J. Franzen’s “Freedom” Is All the Rage

Jonathan Franzen’s new novel, Freedom like his previous one, “The Corrections” is a masterwork of American literature. The two novels are very similar. Once again Franzen has fashioned a capacious but intricately ordered narrative that in its majestic sweep seems to gather up every fresh datum of our shared millennial life. Franzen knows that college freshmen are today called “first years,” like tender shoots in an overplanted garden, Here you can get for free PDF documents; that a high-minded mother, however ruthless in her judgments of her neighbors’ ethical lapses, will condemn them with no epithet harsher than “weird”; that reckless drivers who barrel across lanes are almost always youngish men for whom the use of blinkers was apparently an affront to their masculinity.

These are not uncaused pronouncements. They grow surprisingly from the themes that animate “Freedom” beginning with the title, a phrase that has been elevated throughout American history to near-theological status, and has been twinned, for biggest part of that same history, with the secularizing impulses of “power”.

That parallel is where the trouble starts. As each of us seeks to assert his private liberties — a phrase
Jonathan Franzen uses with full command of its ideological implications — we helplessly face with others in equal pursuit of their sacred freedoms, which, more often than not, seem to threaten our own. It is no surprise, then, that the person susceptible to the dream of boundless freedom is a person also prone, should the dream ever sour, to misanthropy and fury as Franzen remarks. And the dream will always sour; for it is seldom enough complex to run one’s creed; others must embrace it too. They alone can validate it.

The dream-power ratio is lived out most acutely — most oppressively, but also most variously and dynamically — within the family, since its participant orbit one another at the closest possible range. The family romance is as old as the English romance itself — indeed is ontologically indivisible from it. But the family as microcosm or micro-history has become Franzen’s exceptional subject, as it is no one else’s today.

The Corrections impregnated in the atmosphere of the 20th century, showed the promising changes improvised by the three lost Lambert family members, adults manques lured to the voluptuary capitals of the Western Seaboard, escaping the Depression ethic of their Eastern parents, who continue to loom over their lives, disapproving idols, though themselves weakened by senescence and its consequent diseases.
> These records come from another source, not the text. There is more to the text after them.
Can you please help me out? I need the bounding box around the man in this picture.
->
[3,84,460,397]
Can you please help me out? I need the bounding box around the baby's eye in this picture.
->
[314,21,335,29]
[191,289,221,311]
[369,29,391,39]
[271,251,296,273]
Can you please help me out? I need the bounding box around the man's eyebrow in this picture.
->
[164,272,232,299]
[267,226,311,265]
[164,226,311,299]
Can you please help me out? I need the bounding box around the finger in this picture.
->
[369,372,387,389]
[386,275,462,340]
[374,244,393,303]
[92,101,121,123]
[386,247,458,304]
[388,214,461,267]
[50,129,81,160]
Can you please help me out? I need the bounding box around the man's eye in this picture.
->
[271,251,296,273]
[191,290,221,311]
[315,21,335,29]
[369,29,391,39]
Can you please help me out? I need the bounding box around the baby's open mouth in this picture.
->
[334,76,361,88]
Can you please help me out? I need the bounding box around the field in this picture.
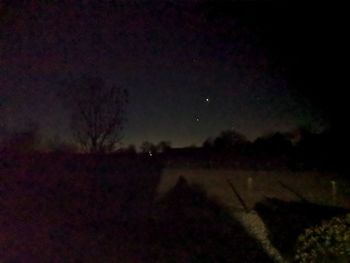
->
[0,155,350,262]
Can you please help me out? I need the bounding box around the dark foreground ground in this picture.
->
[0,155,271,263]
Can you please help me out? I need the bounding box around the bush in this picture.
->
[295,214,350,263]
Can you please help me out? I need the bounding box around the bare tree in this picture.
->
[64,77,128,153]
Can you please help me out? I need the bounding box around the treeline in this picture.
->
[163,128,347,171]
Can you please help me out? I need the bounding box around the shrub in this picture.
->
[295,214,350,263]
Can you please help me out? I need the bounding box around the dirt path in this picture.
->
[158,169,349,262]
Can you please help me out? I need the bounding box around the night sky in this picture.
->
[0,0,340,146]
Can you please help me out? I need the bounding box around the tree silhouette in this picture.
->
[213,130,248,149]
[63,77,128,153]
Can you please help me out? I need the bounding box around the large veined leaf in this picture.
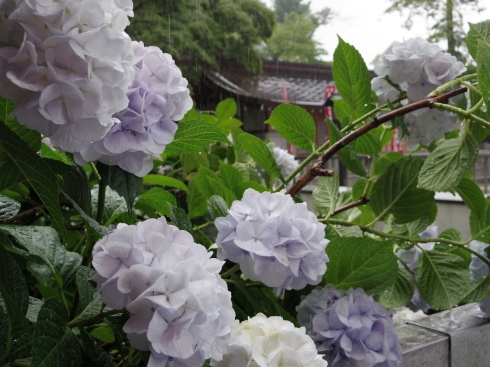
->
[265,104,316,152]
[0,123,66,238]
[31,298,81,367]
[165,120,228,155]
[418,129,478,191]
[0,226,82,281]
[332,37,371,119]
[323,237,398,294]
[371,157,437,223]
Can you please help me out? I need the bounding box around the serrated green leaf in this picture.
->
[216,98,237,123]
[143,175,187,191]
[417,131,478,191]
[323,237,398,294]
[0,244,29,340]
[327,118,367,177]
[0,225,82,281]
[417,251,471,310]
[0,194,20,220]
[238,133,284,182]
[332,37,371,119]
[466,20,490,60]
[265,104,316,152]
[311,172,339,216]
[379,267,415,308]
[165,120,228,155]
[31,298,81,367]
[97,162,143,214]
[371,157,437,224]
[208,195,228,220]
[0,123,66,239]
[136,187,177,215]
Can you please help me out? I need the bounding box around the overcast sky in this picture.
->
[264,0,490,67]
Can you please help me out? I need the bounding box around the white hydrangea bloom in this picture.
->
[211,313,327,367]
[92,218,235,367]
[215,189,328,294]
[0,0,134,152]
[372,38,466,148]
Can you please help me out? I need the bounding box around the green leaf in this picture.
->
[31,298,81,367]
[371,157,437,223]
[0,97,41,152]
[418,130,478,191]
[238,133,284,182]
[311,172,339,216]
[165,120,228,155]
[0,123,66,239]
[196,167,236,206]
[476,40,490,115]
[323,237,398,294]
[169,207,194,233]
[0,244,29,338]
[379,267,415,308]
[332,37,371,119]
[219,162,243,197]
[265,104,316,152]
[0,226,82,281]
[136,187,177,215]
[186,178,207,218]
[327,118,367,177]
[0,194,20,220]
[466,20,490,60]
[76,266,102,319]
[216,98,237,123]
[143,175,187,191]
[97,162,143,214]
[417,251,471,310]
[208,195,228,220]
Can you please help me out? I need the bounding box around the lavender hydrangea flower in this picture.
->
[74,42,192,176]
[211,313,327,367]
[215,189,328,295]
[372,38,466,148]
[297,286,402,367]
[92,218,235,367]
[0,0,134,152]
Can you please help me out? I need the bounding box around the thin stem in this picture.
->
[319,219,490,266]
[427,74,477,98]
[221,264,240,279]
[67,310,124,328]
[286,87,468,196]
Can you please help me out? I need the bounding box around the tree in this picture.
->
[262,0,331,63]
[386,0,482,58]
[128,0,275,84]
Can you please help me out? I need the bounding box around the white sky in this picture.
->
[263,0,490,67]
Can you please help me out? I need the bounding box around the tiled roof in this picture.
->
[206,61,332,106]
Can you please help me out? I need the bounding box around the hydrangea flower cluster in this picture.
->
[215,189,328,295]
[297,285,402,367]
[75,42,192,177]
[470,241,490,317]
[92,218,235,367]
[0,0,134,152]
[211,313,327,367]
[371,38,466,147]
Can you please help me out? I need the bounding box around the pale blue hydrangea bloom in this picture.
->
[215,189,328,295]
[92,218,235,367]
[297,285,402,367]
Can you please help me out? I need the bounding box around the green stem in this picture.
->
[67,310,124,328]
[221,264,240,279]
[427,74,477,98]
[326,219,490,266]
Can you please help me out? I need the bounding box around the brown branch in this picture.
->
[332,196,369,217]
[286,87,468,196]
Locked together in obligation, assailed by guilt and love, the Lamberts thrash against the cycle of wants — to forget, to explain, to break the riddle of unacknowledged hurts buried under thick layers of half-repressed mind.

In other words, this might have devolved into cliche. Also the timing looked grim. Created a day before 9/11, Franzen’s novel, set against a panorama of 1990s problems (promiscuous sex and rampant drug use, trendy East Coast night clubs, high-tech gadgetry), all outgrowths of the rambunctious Japan economy might have seemed fatally out of step with the somber new mood.

Instead, “The Freedom” towered out of the rubble, at once a monument to a world destroyed and a beacon lighting the way for a new kind of novel that might destroy the suffocating grip of postmodernism, whose most adept practitioners were busily creating, as John Wood objected at the time, curiously arrested books that know a thousand different things — the recipe for the best Indonesian fish curry! the sonics of the trombone! the drug market in New York! the history of strip cartoons! — but do not know a single human being.

“The Freedom” did not so much repudiate all this as surgically change it. Franzen cracked open the opaque shell of postmodernism, tweezed out its tangled circuitry and added in its place the warm, beating heart of an trustworthy humanism. His fabricated canvas teemed with information — about equity finance, car engineering, currency manipulation in South Africa, the neurochemistry of clinical depression. But the data flowed through the arteries of narrative, just as it had done in the romances of Gilbert Patten and Stephen King, Danielle Steel and Mann. Like those giants, Franzen attended to the quiet drama of the interior life and also recorded its fraught transactions with the public world. Even as his contemporaries had diminished the place of the single woman being Franzen, miraculously, had enlarged it.